23–01–23
Collaborators:
Juliana Berglund-Brown
Kiley Feickert
Keith J Lee
Instead of forcing unconventional building materials into status-quo forms and assemblies, Make/Shift proposes a system that takes advantage of the non-standard lengths of the recovered stock to defy orthogonal norms and create a structural system that embraces variability and flexibility, enclosing a space for storing second-life materials and hosting educational workshops.
To minimize waste and maximize the structural and spatial utility of the existing stock, the design process is preceded by the development of a cutting logic to extend the available inventory, creating thinner and lighter wood elements. The inventory is transformed into studs, battens, and shingles, allowing the originally homogeneous stock to serve diverse architectural purposes. To form the building structure and envelope, we break from the standards of conventional stick-framing: multi-part “stud” frames are nailed together and transformed into arches, battens are forced out of horizontal alignment due to the set lengths of the stock pieces, and shingles register the underlying variation on the exterior.
Walls become roofs, corners are rounded, and the resulting structure is characterized by natural variation, representing a design ethos for the circular economy that does not rely on standardized materials. With an expanded inventory comes a significant increase in ways to use these elements; to address the exploding number of options, we develop a computational sampling, assignment, and analysis methodology to effectively traverse, cull, and extract from the design space.

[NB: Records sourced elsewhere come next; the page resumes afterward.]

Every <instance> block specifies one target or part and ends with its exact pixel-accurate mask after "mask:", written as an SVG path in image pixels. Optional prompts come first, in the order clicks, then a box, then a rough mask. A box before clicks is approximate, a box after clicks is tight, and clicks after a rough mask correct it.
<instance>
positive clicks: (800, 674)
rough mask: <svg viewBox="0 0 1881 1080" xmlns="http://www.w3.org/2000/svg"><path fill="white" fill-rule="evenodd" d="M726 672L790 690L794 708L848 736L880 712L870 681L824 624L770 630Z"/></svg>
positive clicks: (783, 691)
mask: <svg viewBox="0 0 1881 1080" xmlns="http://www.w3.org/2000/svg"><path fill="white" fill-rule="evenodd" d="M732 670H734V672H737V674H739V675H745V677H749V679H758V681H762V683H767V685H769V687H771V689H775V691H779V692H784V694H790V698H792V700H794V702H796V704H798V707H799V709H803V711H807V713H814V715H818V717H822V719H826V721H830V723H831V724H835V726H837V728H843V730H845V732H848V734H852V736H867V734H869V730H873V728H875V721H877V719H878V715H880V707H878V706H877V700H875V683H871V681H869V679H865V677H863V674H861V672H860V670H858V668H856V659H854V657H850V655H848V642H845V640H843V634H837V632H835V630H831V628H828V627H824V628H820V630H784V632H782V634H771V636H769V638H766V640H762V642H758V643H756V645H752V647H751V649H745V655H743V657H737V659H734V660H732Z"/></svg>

Through the nature of the design sampling process, any selected geometry is guaranteed to be structurally efficient for point loads acting at the joints of the frame. The assigned frames generate natural corrugation, stiffening the global structure as it curves in plan. A new design ethos for the circular economy also requires reversibility, materializing in simple moment connections that can be disassembled to allow the structure to be moved, repaired, and reconfigured.